Une brillante élève d’un lycée de campagne, plutôt jolie, intègre la plus prestigieuse des universités américaines. Assoiffée de connaissances, elle débarque dans un environnement où la superficialité est reine, la compétition sociale le sport principal, et les beuveries récurrentes le principal moyen de socialisation — le tout dans une ambiance « upper class » dont elle est totalement étrangère.
Elle rencontre un basketteur de haut niveau, mauvais élève mais plutôt sympathique, et se fait convoiter par le gratin du prestige social : les enfants de riches, membres d’une fraternité très fermée. Elle finit par se faire manipuler, perd sa virginité lors d’un gala, et sombre dans une dépression qui la met scolairement en danger.
Elle parvient à reprendre pied, notamment grâce à un ami qu’elle finira par renier, et on la retrouve à la fin du livre en couple avec le basketteur, auréolée de prestige.
Comment ne pas penser qu’elle a fini par renier ses valeurs, qu’elle a, elle aussi, été contaminée par l’esprit de jouissance et le culte des apparences qui caractérisent si bien cet environnement ?

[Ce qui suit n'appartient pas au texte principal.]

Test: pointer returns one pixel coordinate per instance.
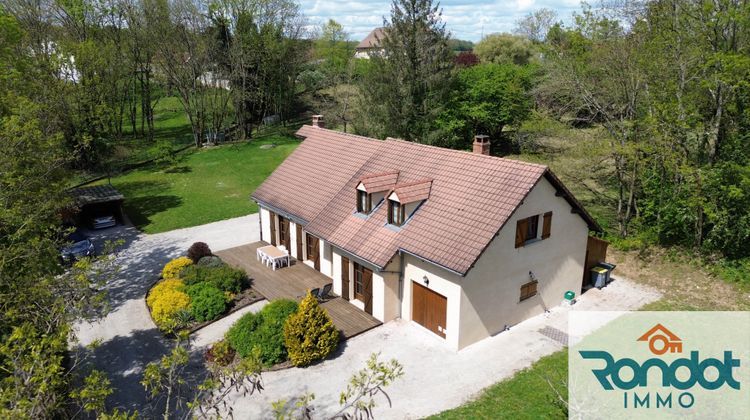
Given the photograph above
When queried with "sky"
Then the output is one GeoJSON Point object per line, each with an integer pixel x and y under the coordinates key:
{"type": "Point", "coordinates": [465, 19]}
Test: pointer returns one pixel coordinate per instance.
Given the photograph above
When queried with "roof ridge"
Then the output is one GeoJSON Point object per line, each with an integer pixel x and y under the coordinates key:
{"type": "Point", "coordinates": [466, 152]}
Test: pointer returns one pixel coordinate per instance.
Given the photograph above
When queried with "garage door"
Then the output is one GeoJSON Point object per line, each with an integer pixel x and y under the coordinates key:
{"type": "Point", "coordinates": [428, 309]}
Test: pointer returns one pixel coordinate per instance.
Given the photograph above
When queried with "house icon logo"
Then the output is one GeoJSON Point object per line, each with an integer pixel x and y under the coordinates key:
{"type": "Point", "coordinates": [660, 340]}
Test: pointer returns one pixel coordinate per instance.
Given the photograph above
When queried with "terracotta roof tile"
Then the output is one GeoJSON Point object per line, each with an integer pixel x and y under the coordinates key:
{"type": "Point", "coordinates": [380, 182]}
{"type": "Point", "coordinates": [469, 196]}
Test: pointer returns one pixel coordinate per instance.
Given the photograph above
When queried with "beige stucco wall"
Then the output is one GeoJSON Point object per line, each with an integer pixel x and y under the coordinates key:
{"type": "Point", "coordinates": [265, 224]}
{"type": "Point", "coordinates": [491, 290]}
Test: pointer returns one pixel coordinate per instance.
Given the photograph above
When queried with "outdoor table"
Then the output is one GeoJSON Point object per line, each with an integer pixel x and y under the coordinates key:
{"type": "Point", "coordinates": [275, 256]}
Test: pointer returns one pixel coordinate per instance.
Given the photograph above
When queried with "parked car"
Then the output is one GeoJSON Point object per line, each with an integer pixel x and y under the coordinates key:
{"type": "Point", "coordinates": [102, 222]}
{"type": "Point", "coordinates": [80, 247]}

Comme dans l’autre grande œuvre de Tom Wolfe, le livre est truculent, souvent drôle, et la description du système de castes informel qui règne dans ce type d’endroit sonne très juste. On ne peut que penser que l’Amérique est en pleine décadence, surtout lorsqu’on se rappelle ce que furent ses grandes universités au début du siècle : foyers de savoir, de rigueur intellectuelle et d’idéal.
Désormais, seul comptent l’argent, le luxe, le prestige — toute forme de valeur ou de transcendance est moquée ou tout simplement ignorée.
Le wokisme qui émerge sur ces campus semble presque sympathique en comparaison : au moins n’est-il pas teinté du même nihilisme consumériste.
J’ai été frappé par le regard de l’héroïne, capable de percevoir tous les signes de mépris (même si elle se fera piéger), et par sa tendance à céder facilement à la honte d’elle-même. J’ai aussi reconnu ce double mouvement : être révolté par l’ambiance et pourtant tenté d’y céder.
Reconnaissons toutefois que tout n’est pas noir dans ces universités : elles permettent aussi de briser bien des barrières intellectuelles que l’on s’impose soi-même — à condition de ne pas déroger à l’essentiel, et de garder ses valeurs. En bref : savoir faire le tri.